Both configs are declarative only: they say what to compute, not how. No variables, conditionals, or templating. All logic lives in Python.

Config validation

Both configs are validated at load time by Pydantic v2. Invalid configs fail fast with clear error messages before any data is fetched or parameters are derived.


Pipeline config (Phase 1)

The pipeline config drives the hydro-param run command. It has five top-level sections:

Section Required Purpose
target_fabric Yes Polygon mesh to parameterize
datasets Yes Datasets, variables, and statistics to compute
output No Output directory, format, and name
processing No Batch size, resume, timeout
domain No Spatial subsetting (bbox, HUC, gage)

target_fabric

The spatial mesh whose features receive zonal statistics. Must be a pre-existing geospatial file --- hydro-param does not fetch or subset fabrics (use pynhd upstream).

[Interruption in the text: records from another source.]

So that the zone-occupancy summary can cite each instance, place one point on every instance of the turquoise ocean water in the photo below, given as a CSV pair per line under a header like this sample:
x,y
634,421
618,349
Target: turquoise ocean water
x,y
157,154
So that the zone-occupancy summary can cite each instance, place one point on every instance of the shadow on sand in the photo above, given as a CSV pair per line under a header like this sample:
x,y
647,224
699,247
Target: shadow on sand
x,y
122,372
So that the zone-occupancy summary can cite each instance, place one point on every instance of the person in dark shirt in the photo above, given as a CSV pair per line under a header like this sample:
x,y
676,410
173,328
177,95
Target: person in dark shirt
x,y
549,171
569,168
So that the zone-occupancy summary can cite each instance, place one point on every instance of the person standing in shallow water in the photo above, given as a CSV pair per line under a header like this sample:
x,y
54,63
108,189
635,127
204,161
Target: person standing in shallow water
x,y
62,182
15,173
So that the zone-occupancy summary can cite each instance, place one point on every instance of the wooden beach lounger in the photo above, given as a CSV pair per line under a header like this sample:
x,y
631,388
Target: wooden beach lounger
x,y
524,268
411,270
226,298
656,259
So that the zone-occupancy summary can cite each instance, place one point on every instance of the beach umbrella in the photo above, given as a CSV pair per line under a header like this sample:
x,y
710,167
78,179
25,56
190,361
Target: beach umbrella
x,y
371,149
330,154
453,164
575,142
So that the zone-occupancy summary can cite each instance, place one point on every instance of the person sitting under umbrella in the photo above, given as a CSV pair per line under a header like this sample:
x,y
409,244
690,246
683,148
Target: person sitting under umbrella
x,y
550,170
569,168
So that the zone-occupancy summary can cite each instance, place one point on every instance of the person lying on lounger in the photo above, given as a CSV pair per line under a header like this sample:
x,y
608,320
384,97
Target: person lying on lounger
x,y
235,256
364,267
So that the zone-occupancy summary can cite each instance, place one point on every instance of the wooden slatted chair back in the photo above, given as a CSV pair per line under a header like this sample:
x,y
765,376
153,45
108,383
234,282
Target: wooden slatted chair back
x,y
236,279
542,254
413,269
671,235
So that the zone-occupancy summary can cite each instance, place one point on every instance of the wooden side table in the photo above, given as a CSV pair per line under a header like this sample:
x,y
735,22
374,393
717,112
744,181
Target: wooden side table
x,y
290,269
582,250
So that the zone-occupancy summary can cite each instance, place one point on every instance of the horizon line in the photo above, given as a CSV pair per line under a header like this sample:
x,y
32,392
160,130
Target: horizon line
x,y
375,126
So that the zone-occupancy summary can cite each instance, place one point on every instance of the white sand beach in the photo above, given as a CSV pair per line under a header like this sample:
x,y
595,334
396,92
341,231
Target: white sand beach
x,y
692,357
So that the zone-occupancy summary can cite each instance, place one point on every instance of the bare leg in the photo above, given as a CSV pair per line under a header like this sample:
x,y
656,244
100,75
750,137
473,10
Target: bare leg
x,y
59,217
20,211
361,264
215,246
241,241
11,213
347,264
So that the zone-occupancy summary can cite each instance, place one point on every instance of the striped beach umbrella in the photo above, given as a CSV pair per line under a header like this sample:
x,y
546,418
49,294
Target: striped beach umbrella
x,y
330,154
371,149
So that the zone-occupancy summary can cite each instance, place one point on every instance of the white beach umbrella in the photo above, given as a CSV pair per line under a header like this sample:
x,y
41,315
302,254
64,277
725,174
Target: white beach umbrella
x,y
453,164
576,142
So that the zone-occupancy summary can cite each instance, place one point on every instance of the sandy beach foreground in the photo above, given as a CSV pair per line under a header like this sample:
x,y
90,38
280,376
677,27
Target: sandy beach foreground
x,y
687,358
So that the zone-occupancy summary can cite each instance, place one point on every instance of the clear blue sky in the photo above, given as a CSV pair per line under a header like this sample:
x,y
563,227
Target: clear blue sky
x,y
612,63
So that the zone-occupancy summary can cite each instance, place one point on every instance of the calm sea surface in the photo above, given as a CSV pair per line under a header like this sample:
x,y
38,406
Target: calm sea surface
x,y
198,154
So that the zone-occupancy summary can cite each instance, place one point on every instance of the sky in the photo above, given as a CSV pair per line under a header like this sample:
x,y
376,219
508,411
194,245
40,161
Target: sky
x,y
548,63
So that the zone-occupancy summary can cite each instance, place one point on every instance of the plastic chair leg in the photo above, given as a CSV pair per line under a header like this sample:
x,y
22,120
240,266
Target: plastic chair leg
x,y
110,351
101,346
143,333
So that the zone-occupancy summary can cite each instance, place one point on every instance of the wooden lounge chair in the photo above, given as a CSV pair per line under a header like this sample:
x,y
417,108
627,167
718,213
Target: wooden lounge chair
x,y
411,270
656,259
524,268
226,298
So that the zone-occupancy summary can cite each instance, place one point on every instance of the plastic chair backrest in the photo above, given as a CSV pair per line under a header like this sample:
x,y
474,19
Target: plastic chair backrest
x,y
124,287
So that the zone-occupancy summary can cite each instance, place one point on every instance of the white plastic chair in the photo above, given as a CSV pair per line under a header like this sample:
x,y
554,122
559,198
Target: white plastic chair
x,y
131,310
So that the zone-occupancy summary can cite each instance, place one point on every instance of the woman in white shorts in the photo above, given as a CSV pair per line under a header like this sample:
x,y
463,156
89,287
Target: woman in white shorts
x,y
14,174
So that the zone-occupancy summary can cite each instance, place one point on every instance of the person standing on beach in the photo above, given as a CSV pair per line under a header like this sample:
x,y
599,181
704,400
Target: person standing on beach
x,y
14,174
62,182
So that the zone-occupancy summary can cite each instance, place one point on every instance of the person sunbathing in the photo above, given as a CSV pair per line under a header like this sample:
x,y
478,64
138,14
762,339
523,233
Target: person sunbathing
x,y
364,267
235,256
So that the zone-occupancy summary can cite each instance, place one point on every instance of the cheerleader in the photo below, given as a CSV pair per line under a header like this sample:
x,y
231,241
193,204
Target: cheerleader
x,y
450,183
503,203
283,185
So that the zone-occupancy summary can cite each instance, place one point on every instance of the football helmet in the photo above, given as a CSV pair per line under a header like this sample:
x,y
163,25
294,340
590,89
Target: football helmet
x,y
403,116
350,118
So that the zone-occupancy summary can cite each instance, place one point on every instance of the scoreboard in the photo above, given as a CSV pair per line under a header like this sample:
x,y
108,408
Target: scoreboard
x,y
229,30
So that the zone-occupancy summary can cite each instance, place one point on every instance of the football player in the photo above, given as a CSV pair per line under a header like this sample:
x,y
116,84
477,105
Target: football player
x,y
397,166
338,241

Field Type Default Description
path string required Path to fabric file (GeoPackage or GeoParquet)
id_field string required Column with unique feature IDs. Becomes the xarray dimension name in all output.
crs string "EPSG:4326" Coordinate reference system as an EPSG string

Choosing id_field

The id_field propagates through the entire pipeline: it controls the xarray dimension name in the SIR, the CSV index column, and feature matching in the pywatershed derivation plugin. Common values:

  • nhm_id --- pywatershed / National Hydrologic Model
  • featureid --- NHDPlus
  • hru_id --- custom fabrics

datasets

Datasets are organized by category. Each category key must be one of the valid registry categories:

climate, geology, hydrography, land_cover, snow, soils, topography, water_bodies

Each category contains a list of dataset requests:

Field Type Default Description
name string required Dataset name from the registry (e.g., dem_3dep_10m)
source string null Local file path override for local_tiff datasets
variables list [] Variable names to extract
statistics list ["mean"] Zonal statistics: mean, categorical, majority, sum, min, max, median
year int or list null Year(s) for multi-year static datasets (e.g., NLCD). Range: 1900--2100.
time_period list null [start, end] ISO dates for temporal datasets

Static vs. temporal datasets

  • Static datasets (topography, soils, land cover) use year for multi-epoch data. The pipeline produces year-suffixed output keys (e.g., lndcov_frac_2021).
  • Temporal datasets (climate, snow) use time_period with ISO date strings. The pipeline splits processing by calendar year automatically.

output

Field Type Default Description
path string "./output" Output directory (created automatically)
format string "netcdf" Format for temporal output: netcdf or parquet
sir_name string "result" Name used in CF-1.8 metadata and log messages

processing

Field Type Default Description
batch_size int 500 Max features per spatial batch. KD-tree bisection groups nearby features.
resume bool false Skip datasets whose outputs already exist (checked via manifest)
sir_validation string "tolerant" "tolerant" logs warnings; "strict" raises on any issue
network_timeout int 120 GDAL HTTP timeout in seconds for COG/vsicurl access

domain (optional)

When present, clips the target fabric to the specified extent before processing. When omitted, the full fabric extent is used.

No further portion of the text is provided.